Rather than advancing the cause of peace, Beinart’s one-sided casting of blame on Israel makes peace less likely. By glossing over Arab and Palestinian rejectionism – rejection of Partition in 1948, the three “noes” of Khartoum in 1967, the boycotting of negotiations today – Beinart deprives the Palestinians (and Arabs) of moral agency. The message sent is that they may wait indefinitely for the opportune time to eliminate Israel without suffering any adverse consequences in the eyes of the world.
Similarly, the brutal condemnations when Israel is invariably forced to respond to waves of increased terrorism and rocket fire after each territorial withdrawal convince Israelis that there is no upside to the risks taken. Rather than lessening Israel’s international isolation, every territorial withdrawal only increases it.
THE PRINCIPLE “hidush,” or innovation, of Beinart’s book over his NYRB essay is the story of Barack Obama’s conversion to a “specific and subversive vision of American Jewish identity and the Jewish state” by a group of Chicago Jews led by Reform rabbi Arnold Jacob Wolf. Wolf was the “radical” rabbi in the Chicago suburb in which I grew up and later Hillel director at Yale when I was there. I can understand how his absolute certitude of moral superiority would appeal to Beinart.
But the Chicago Jewish acquaintances served only to convince Obama of how critical he could be of Israel without losing Jewish support. Pride of place in Obama’s understanding of the Mideast, however, goes to a series of radical and Palestinian friends: Columbia professor Edward Said, under whom he studied Western colonialism; Hyde Park neighbors and former Weatherman bombers Bill Ayers and Bernadine Dohrn; former PLO spokesman Rashid Khalidi, then a University of Chicago professor and today the Edward Said Professor at Columbia.

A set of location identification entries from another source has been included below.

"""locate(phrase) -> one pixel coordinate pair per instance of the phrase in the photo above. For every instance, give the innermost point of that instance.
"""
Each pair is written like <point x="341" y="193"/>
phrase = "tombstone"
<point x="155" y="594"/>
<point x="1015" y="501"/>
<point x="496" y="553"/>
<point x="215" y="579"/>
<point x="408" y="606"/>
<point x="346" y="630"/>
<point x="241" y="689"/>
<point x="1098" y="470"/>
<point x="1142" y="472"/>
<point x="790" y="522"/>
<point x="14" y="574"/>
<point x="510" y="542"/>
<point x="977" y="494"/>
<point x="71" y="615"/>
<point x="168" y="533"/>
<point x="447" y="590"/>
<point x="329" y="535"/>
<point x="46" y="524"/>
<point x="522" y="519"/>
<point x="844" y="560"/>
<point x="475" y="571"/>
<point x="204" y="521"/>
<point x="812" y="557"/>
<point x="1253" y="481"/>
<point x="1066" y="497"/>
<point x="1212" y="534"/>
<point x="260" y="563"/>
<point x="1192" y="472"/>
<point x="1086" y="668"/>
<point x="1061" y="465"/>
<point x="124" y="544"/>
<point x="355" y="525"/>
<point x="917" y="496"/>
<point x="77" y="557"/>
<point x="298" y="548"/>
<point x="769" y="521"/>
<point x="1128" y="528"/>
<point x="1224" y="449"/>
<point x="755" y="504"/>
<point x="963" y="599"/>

Khalidi founded the Arab American Action Network (AAAN). Barack and Michelle Obama supped next to Said, prior to the latter’s 1998 speech at an AAAN gathering in Hyde Park, where Said compared Israel to Nazi Germany and called for a campaign to stigmatize Israel as an apartheid state.

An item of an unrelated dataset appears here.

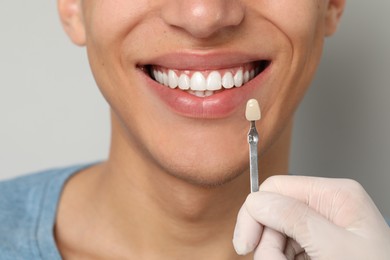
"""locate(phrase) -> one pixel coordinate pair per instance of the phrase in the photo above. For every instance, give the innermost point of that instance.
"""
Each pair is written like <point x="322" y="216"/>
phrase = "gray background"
<point x="52" y="114"/>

In 2001-2002, the Woods Foundation, headed by the wealthy Ayers, and with Obama on the board, channeled $75,000 to AAAN. Khalidi would later credit Ayers with convincing him to write Resurrecting Empire, the central theme of which is that the problems of the Middle East derive from America’s failure to pressure Israel to resolve the Palestinian question. At a dinner party for Khalidi upon his departure from Hyde Park for Columbia in 2003, Obama paid tribute to his influence in many talks over the years (a video of which The Los Angeles Times still refuses to release).
Beinart labels Obama “the Jewish president.” He maintains that were his hero Stephen Wise to enter a meeting between Obama and Jewish leaders today, the former would be the only one he would recognize as a liberal Zionist in Wise’s mold. Beinart’s adulation of Wise is instructive. The most powerful Jewish leader of his day, Wise put his adoration of president Franklin Roosevelt over saving Jewish lives during the Holocaust.
When reports of the murder of two million Polish Jews reached him, he initially suppressed the information from other Jewish leaders so as not to pressure on FDR. He consistently followed the administration line that nothing could be done for the Jews until Hitler was defeated, and spoked emergency rescue efforts on the grounds they might hurt FDR’s electoral prospects.
In a recent interview, Beinart expresses the hope that Israel will remain worthy of having its flag hang in his sons’ bedroom. One wishes that he worried less about Israel remaining worthy of his support and a bit more about the threat to six million Jews from a nuclear Iran – a subject almost completely ignored in his book – lest he reprise the Wise role to President Obama’s FDR.